Introducing critical alerts
We’ve added a new alert severity to Workbench. Now, when an alert surfaces in Workbench that contains information indicating harmful activity, our rules engine will tag the alert as “Critical” and give our SOC a heads up that it’s a priority.
Other enhancements
- We’ve added an assignment filter to the Investigations and Incidents pages that allows you to filter between items assigned to you, your organization or Expel.
- We’ve improved the content presentation of the “Security Device Health: Connection Refused” email notification to help you better assess next steps.
- We’ve updated our default email notifications for new Workbench users. Now, when a new user is created, they’ll automatically receive emails for “New investigation opened/closed” and “Assembler connection lost/restored.”
- We’ve removed manual investigations and incidents from counts on the Alert Analysis dashboard. Now, you can analyze data specifically relevant to alerts coming into Workbench.
Other fixes (plus a few odds and ends)
- We fixed a validation bug that prevented Workbench users from being able to create “File listing” investigative actions.
- We fixed a bug that caused alert detail display issues on the Pivot tab.
- Organization Analysts are now able to edit their user settings in Workbench.
- When users configure the PagerDuty integration, the configuration link will open in a new browser tab so the user experience isn’t disrupted.
- We’ve made styling adjustments to tables in Workbench to help users better distinguish between sortable and non-sortable columns.
- When users selected multiple alerts via the Alerts grid and attempted to create an investigation, the “Save” button to create the investigation would require multiple clicks in order to successfully create. This issue has now been fixed.

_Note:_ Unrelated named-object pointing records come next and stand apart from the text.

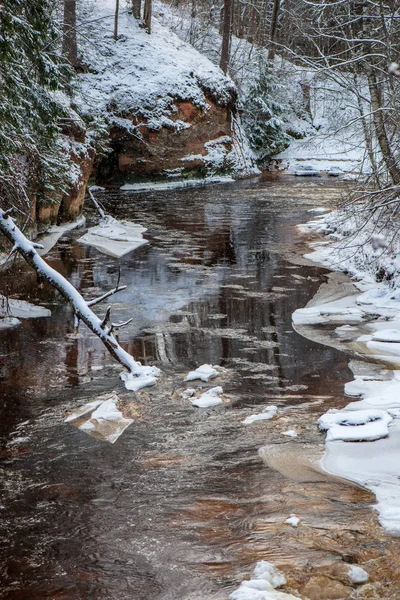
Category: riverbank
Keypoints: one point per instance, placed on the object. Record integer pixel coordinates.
(183, 505)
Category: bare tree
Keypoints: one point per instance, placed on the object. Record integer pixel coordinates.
(137, 8)
(116, 20)
(226, 35)
(147, 14)
(69, 45)
(274, 28)
(103, 328)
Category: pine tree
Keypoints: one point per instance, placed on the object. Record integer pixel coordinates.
(261, 114)
(30, 72)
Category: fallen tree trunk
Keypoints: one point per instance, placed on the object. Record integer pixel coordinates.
(102, 328)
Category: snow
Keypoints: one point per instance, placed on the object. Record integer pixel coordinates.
(209, 398)
(7, 322)
(338, 311)
(268, 413)
(106, 422)
(293, 520)
(114, 238)
(147, 377)
(188, 393)
(290, 433)
(262, 585)
(357, 574)
(204, 372)
(83, 410)
(354, 426)
(55, 232)
(172, 185)
(139, 79)
(68, 291)
(20, 309)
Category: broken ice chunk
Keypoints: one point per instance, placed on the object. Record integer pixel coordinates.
(267, 413)
(355, 426)
(188, 393)
(209, 398)
(293, 520)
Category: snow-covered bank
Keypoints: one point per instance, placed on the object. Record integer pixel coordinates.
(168, 109)
(363, 439)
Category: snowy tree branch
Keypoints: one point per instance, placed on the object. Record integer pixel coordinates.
(81, 308)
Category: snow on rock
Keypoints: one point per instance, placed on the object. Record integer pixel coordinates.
(106, 421)
(20, 309)
(7, 322)
(162, 100)
(114, 238)
(290, 433)
(293, 520)
(357, 574)
(188, 393)
(204, 372)
(209, 398)
(262, 585)
(353, 426)
(375, 393)
(268, 413)
(333, 312)
(375, 466)
(53, 234)
(83, 410)
(147, 376)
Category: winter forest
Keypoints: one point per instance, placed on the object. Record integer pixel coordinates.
(199, 299)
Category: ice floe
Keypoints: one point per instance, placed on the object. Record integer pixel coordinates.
(50, 239)
(105, 421)
(293, 520)
(115, 238)
(209, 398)
(262, 585)
(357, 574)
(355, 426)
(7, 322)
(20, 309)
(268, 413)
(188, 393)
(204, 372)
(145, 378)
(290, 433)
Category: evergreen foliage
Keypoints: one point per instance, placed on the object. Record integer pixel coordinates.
(30, 72)
(261, 114)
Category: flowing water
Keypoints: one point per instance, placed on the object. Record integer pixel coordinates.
(182, 505)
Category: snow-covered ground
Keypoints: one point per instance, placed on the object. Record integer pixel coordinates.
(363, 439)
(137, 79)
(320, 113)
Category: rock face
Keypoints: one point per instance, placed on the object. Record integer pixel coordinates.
(168, 109)
(193, 141)
(69, 206)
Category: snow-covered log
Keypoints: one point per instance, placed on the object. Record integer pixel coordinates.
(101, 328)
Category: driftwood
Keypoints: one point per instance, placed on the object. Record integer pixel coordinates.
(103, 328)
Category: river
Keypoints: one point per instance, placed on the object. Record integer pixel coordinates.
(181, 506)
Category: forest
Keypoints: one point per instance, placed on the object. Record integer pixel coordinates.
(199, 299)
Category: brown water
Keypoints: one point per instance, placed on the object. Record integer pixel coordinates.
(181, 507)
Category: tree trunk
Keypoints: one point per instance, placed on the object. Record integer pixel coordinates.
(116, 20)
(226, 35)
(137, 8)
(380, 129)
(274, 28)
(69, 45)
(147, 15)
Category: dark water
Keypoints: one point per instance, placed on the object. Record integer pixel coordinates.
(169, 511)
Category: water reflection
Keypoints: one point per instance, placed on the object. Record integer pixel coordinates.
(83, 519)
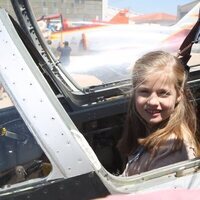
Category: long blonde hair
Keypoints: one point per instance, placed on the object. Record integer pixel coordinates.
(182, 122)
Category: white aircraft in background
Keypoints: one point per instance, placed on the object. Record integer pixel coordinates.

- The “Preview” button that would enable users to view markdown friendly inputs was broken, but this issue has now been fixed.
- We’ve made the “Alert Details” modal on the Alerts grid draggable once again.
- We’ve fixed an issue that disabled unlocking users via the dropdown menu on the Users grid.
- We’ve fixed a bug that disabled editing Assemblers via the Assembler dropdown menu.
- Workbench users will no longer have the option to attempt to upload files on certain investigative actions that didn’t support file uploads.
- Sometimes Workbench would fail to close alerts when users clicked the “Close” button. To successfully close the alert, users would have to manually refresh the page and try again. This issue has now been fixed.
- Sometimes we’re not the best at maths. In this case, our Security Device Health email notifications would display incorrect calculations for problems that were detected beyond a week of when the notification was sent.